Monday, May 7, 2012

Paul's Letter to Philemon and the Doctrine of Double-Imputation

St. Onesimus, the Saved Slave
The doctrine of double-imputation states that believing sinners are justified--that is, declared righteous in God's sight--through an exchange of moral accounts between the sinner and Christ. At the moment of faith, all our sins are imputed to Christ and were nailed on the cross (Rom. 3:25; Eph. 1:7), and the same time, His righteousness is imputed to our account in order that the just demands of the law may be fulfilled in us instantly - based solely on what Christ has done (Rom. 4:5-8, 5:19, 10:4; 1 Cor. 1:30; Gal. 4:4-5). This happy exchange is expressed in St. Paul's words, "For our sake he made him to be sin who knew no sin, so that in him we might become the righteousness of God" (2 Cor. 5:21). This is the reason why evangelicals deny that human works have any role to play in salvation, and this is clearly taught in Romans 3:19-20, 23, 28, Ephesians 2:8-10, Titus 3:5, Galatians 2:21, and many similar passages. Yet, surprisingly, the clearest allusion to the biblical doctrine of double imputation is found in one of the shortest and most ignored books in the Bible; Paul's pastoral epistle to Philemon.

The book of Philemon which contains only twenty-five verses in total was written by Paul probably around 59-61 AD during his Roman imprisonment. The letter is addressed to a certain Christian named Philemon (v. 1), the owner of a slave Onesimus (v. 10-12), and (if tradition serves us right) a member of the church at Colossae.

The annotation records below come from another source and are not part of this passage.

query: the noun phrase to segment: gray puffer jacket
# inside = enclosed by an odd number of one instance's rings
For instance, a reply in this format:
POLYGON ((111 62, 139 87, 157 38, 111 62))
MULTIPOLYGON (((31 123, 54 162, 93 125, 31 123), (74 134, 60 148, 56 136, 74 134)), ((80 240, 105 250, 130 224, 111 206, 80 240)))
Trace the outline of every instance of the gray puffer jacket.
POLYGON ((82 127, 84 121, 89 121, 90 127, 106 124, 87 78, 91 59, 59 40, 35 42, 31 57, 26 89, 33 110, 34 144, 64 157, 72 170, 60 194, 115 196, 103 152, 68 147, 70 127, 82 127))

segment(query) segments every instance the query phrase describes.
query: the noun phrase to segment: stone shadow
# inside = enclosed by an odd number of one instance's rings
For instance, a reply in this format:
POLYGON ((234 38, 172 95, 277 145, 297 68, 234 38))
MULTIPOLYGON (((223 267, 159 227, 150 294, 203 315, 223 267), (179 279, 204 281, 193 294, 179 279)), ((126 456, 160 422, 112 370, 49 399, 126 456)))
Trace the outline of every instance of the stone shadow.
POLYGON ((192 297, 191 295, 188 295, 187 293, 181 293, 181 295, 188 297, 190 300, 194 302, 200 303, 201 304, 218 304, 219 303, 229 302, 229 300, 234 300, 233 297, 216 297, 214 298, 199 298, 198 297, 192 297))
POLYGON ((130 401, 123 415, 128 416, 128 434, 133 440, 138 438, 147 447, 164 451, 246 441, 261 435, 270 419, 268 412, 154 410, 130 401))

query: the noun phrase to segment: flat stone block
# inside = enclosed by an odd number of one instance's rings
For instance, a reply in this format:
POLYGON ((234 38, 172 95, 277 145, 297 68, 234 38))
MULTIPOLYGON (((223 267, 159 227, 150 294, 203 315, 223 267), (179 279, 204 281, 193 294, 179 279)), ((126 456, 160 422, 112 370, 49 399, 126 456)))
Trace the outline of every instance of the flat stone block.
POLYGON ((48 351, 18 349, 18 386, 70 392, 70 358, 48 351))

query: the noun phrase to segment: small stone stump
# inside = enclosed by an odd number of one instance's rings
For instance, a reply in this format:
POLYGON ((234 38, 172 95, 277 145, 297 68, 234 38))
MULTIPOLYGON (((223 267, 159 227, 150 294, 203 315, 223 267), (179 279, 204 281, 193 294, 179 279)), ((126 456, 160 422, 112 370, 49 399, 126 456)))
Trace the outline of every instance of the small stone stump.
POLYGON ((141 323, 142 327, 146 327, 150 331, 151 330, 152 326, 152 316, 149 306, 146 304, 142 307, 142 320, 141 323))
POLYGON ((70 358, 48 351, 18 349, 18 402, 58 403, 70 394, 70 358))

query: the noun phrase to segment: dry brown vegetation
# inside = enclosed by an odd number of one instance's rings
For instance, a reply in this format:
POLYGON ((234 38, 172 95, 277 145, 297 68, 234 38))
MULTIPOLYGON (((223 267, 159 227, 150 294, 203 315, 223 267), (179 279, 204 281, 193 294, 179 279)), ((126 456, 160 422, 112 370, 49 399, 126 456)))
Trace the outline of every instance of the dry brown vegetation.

Onesimus apparently ran away from his master (Philemon), a crime punishable by death during those days, and ended up encountering Paul in Rome whereby he was converted to the Christian faith. In Philemon 10 we see how deep Paul has cultivated his personal relationship with the run-away slave, but Paul seems to have considered it unethical to continue making use of Onesimus' services since the slave was still, technically, owned by Philemon. So he eventually decided to send the slave back to his master. In verses 12-14 we read thus:
"I am sending him back to you, sending my very heart. I would have been glad to keep him with me, in order that he might serve me on your behalf during my imprisonment for the gospel, but I preferred to do nothing without your consent in order that your goodness might not be by compulsion but of your own accord." (Phm. 1:12-14)
Paul knew death was the normal punishment for run-away slaves, so he entreated Philemon to receive Onesimus "no longer as a bondservant but more than a bondservant, as a beloved brother" (v. 16). But, humanly speaking, why would anyone repay a run-away slave with such favorable treatment? On what ground does Onesimus deserve this warm welcome from his master? Observe how Paul elicited Philemon's kindness towards Onesimus:
"So if you consider me your partner, receive him as you would receive me. If he has wronged you at all, or owes you anything, charge that to my account. I, Paul, write this with my own hand: I will repay it—to say nothing of your owing me even your own self." (Phm. 1:17-19)
Onesimus has merited death by fleeing from his master Philemon, but Paul stood in the way and asked Philemon to receive the slave as he would receive him, echoing the imputation of Christ's righteousness on our account. The apostle also told Philemon that if ever Onesimus has wronged him or owe him anything, he himself will pay for it, echoing the imputation of our sins on Christ's account. Here we see how central the doctrine of justification was in Paul's life, even in his dealing with social cases like this. 

This clear allusion to the doctrine of double-imputation that we find in the book of Philemon, I believe, is why God providentially included this document in the canon of Scriptures. I don't know of any ancient fathers of the church who saw things the same way, but beyond this perspective it would be hard to look for any good reason why this book should be included in the canon (other than that it was penned by an apostle).